11Toen ging de profeet Nathan naar Bathséba, de moeder van Salomo, en vroeg haar: ‘Beseft u wel dat Haggiths zoon Adonia zich tot koning uitroept en dat koning David daar helemaal niets van weet? 12Ik raad u aan uw eigen leven en dat van uw zoon Salomo te redden. 13Ga onmiddellijk naar koning David en vraag hem: “U hebt mij toch beloofd dat Salomo u zou opvolgen? Waarom is Adonia dan nu koning?” 14En terwijl u nog met hem spreekt, zal ik dan binnenkomen en alles bevestigen wat u hebt gezegd.’ 15Zo ging Bathséba naar de slaapkamer van de koning. Hij was al een erg oude man en Abisag zorgde voor hem. 16Bathséba boog diep. ‘Wat wilt u?’ vroeg hij haar. 17Zij antwoordde: ‘U hebt mij bij de Here, uw God, gezworen dat Salomo u zou opvolgen en uw plaats zou innemen op de troon. 18Maar nu is Adonia koning geworden zonder dat u het weet. 19Hij is zijn kroning aan het vieren met het offeren van ossen, vette geiten en schapen. Bovendien heeft hij daarvoor al uw zonen, de priester Abjathar en generaal Joab uitgenodigd. Maar Salomo is niet uitgenodigd. 20Nu wacht heel Israël op uw beslissing wie door u is aangewezen als uw opvolger. 21Als u nu niets doet, zullen mijn zoon Salomo en ik na uw overlijden worden beschuldigd van hoogverraad.’

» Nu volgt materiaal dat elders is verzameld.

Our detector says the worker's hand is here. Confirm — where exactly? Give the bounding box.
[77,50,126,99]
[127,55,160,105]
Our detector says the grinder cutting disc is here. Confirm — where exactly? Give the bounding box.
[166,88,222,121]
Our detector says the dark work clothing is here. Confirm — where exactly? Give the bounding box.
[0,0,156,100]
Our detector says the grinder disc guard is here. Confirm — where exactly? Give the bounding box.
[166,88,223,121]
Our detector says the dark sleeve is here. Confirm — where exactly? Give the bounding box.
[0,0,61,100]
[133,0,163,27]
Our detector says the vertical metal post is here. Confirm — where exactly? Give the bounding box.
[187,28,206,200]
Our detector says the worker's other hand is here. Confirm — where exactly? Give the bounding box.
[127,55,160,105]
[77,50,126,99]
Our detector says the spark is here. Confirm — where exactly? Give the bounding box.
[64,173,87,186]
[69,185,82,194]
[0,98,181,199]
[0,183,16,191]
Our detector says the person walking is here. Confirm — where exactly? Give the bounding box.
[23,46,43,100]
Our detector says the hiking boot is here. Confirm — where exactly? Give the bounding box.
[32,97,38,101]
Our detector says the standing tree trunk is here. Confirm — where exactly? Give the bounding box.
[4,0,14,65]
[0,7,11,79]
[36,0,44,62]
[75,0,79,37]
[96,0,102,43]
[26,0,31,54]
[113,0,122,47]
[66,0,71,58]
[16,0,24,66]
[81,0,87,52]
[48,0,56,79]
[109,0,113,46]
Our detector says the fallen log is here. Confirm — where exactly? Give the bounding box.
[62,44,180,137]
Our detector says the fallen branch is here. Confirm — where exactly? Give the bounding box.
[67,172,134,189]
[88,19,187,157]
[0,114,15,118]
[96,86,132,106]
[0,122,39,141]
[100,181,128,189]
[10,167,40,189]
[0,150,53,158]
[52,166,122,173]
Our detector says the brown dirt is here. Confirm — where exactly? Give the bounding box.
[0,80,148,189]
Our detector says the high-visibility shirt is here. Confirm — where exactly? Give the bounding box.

22-23 Terwijl zij nog sprak, vertelden Davids dienaren hem dat de profeet Nathan hem wilde spreken. Nathan kwam binnen, boog diep voor de koning en vroeg: 24‘Koning, hebt u Adonia aangewezen als troonopvolger? Hebt u hem uitgekozen om na u koning te worden? 25Vandaag viert hij zijn kroning met het offeren van ossen, vette geiten en vele schapen, waarbij hij uw zonen heeft uitgenodigd. Ook generaal Joab en andere hoofdofficieren en de priester Abjathar heeft hij uitgenodigd. Zij drinken en vieren feest en roepen: “Lang leve koning Adonia”. 26Maar de priester Zadok, Benaja, Salomo en ik zijn niet uitgenodigd. 27Is dit alles op uw aanwijzing gebeurd? Of hebt u soms al bekendgemaakt wie van uw zonen de volgende koning moet worden?’

Salomo tot koning gezalfd

28‘Roep Bathséba,’ zei David. Zij kwam weer binnen en ging voor de koning staan. 29Toen zwoer de koning: ‘Zo waar de Here leeft, die mij van elk gevaar heeft gered, 30verklaar ik dat uw zoon Salomo de volgende koning zal zijn, precies zoals ik u al eerder onder ede heb gezworen bij de Here, de God van Israël.’ 31Bathséba boog opnieuw diep voor hem en riep uit: ‘Dank u wel! Moge koning David voor eeuwig leven!’ 32‘Roep de priester Zadok, de profeet Nathan en Benaja hier,’ beval de koning. Toen zij bij hem binnenkwamen, zei hij tegen hen: 33‘Breng Salomo onder begeleiding van mijn lijfwacht naar Gihon. Salomo moet op mijn eigen muildier rijden. 34De priester Zadok en de profeet Nathan moeten hem daar tot koning van Israël zalven. Blaas daarna op de trompetten en roep: “Lang leve koning Salomo!” 35Wanneer u hem daarna weer hier terugbrengt, moet hij op mijn troon plaatsnemen als de nieuwe koning, want ik heb hem benoemd tot koning over Israël en Juda.’ 36‘Amen. Prijs de Here, de God van mijn heer, de Koning,’ antwoordde Benaja en hij voegde daaraan toe: 37‘Moge de Here met Salomo zijn, zoals Hij met u was en moge God Salomoʼs bewind nog roemrijker maken dan het uwe!’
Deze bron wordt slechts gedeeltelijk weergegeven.